The fallen stones of this unusual monument were restored in 1921 after emerging from the smoke and ashes of heather-burning. The four concentric rings of small, dark stones may have surrounded a central barrow or cairn, the inner ring acting as a retaining kerb, or the outer ring may have been the kerb to a much larger mound which covered the stones. Bronze Age burial monuments come in many shapes and sizes, so it is just possible that Yellowmead was a platform cairn: a low pavement with projecting/protruding concentric rings and an open centre. The inner space is 6m (20ft) across bounded by closely-set stones, the outer ring some 20m with larger, more widely spaced uprights. Other stones outside the circles suggest that several stone rows led up to the circles from the Yellowmead Burn. This presumed Beaker burial monument is often described as ‘unique’ or ‘unparalleled’ on Dartmoor but a similar arrangement, albeit on a less grand scale, can be seen at Shovel Down where two double rows converge at a cairn-circle with four concentric rings. This rather sombre photograph was taken in October 1987: after a Dartmoor day of unremitting rain the evening was spent drying out clothes and equipment in a welcome B&B.

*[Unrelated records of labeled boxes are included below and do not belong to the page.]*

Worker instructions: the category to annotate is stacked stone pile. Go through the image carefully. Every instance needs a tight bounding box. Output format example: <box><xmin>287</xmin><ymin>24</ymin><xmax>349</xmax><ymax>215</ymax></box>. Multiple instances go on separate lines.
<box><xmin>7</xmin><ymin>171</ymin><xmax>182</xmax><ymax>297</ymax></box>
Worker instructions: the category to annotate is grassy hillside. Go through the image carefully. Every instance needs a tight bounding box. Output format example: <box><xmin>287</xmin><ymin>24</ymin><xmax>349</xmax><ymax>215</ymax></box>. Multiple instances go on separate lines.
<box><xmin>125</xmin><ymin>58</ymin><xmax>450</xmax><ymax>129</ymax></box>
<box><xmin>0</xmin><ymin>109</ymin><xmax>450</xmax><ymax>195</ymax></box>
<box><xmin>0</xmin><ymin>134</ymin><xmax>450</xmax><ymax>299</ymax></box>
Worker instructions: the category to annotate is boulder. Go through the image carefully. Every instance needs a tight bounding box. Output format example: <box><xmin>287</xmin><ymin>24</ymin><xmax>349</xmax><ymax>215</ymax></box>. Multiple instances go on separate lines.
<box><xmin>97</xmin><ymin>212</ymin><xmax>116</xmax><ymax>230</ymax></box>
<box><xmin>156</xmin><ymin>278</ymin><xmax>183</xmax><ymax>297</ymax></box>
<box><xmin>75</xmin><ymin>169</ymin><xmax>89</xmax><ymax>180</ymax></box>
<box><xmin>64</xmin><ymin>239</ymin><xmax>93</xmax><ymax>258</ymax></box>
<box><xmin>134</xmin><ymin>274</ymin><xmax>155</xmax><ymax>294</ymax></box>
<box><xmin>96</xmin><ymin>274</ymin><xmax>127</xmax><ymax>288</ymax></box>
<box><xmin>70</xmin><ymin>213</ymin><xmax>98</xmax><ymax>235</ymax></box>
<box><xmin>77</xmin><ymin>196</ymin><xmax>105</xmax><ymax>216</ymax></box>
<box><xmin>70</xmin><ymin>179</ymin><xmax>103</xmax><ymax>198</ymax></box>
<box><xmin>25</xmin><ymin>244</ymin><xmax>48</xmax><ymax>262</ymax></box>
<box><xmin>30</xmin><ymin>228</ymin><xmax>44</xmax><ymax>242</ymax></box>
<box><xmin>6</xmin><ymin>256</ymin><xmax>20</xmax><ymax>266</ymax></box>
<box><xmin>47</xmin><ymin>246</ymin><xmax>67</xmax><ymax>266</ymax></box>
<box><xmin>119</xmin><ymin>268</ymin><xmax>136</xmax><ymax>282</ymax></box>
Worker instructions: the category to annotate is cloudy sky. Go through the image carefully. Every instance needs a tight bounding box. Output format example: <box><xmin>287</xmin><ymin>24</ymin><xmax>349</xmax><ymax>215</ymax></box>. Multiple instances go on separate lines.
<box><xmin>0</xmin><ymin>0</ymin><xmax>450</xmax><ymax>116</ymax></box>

Click to a larger version of Brenig Platform Cairn, Denbighshire: photo © Mick Sharp

Brenig Platform Cairn, Denbighshire: photo © Mick Sharp

Two small valleys were flooded in the early 1970s to make Llyn Brenig reservoir. Frances Lynch, along with other archaeologists and volunteers, was able to examine over 50 sites in the area, some of which were reconstructed to create an archaeological trail. This Bronze Age platform cairn was first built to cover the burial of an adult and child within a domestic occupation surface. Their cremated bones were placed in an urn beneath a large stone in the southern (far) side of the cairn. At this stage the centre was open, the ring-cairn’s inner edge retained by small upright stones. A second cremation burial was made in the open area, at the centre of which stood a large timber - flagpole, maypole, totem pole? The centre was then filled in to produce a flat platform hiding the upright stones, and a deposit of charcoal was placed in an urn in a pit under a small, semicircular cairn built onto the NE (near) edge of the platform. Although the reconstructed surface is rather uneven, this raised floor with a central post-hole lends itself to the idea of circular movement. Sir Cyril Fox found broad, circular bands of well-trodden ground within some of the burial monuments described in his 1959 book “Life and Death in the Bronze Age”. He was persuaded by the evidence that a type of circle dance formed part of the cremation rituals along with sacred fires and the scattering of charcoal: feet repeatedly passed over newly-filled graves and ‘clouds of charcoal-dust enveloped the performers’.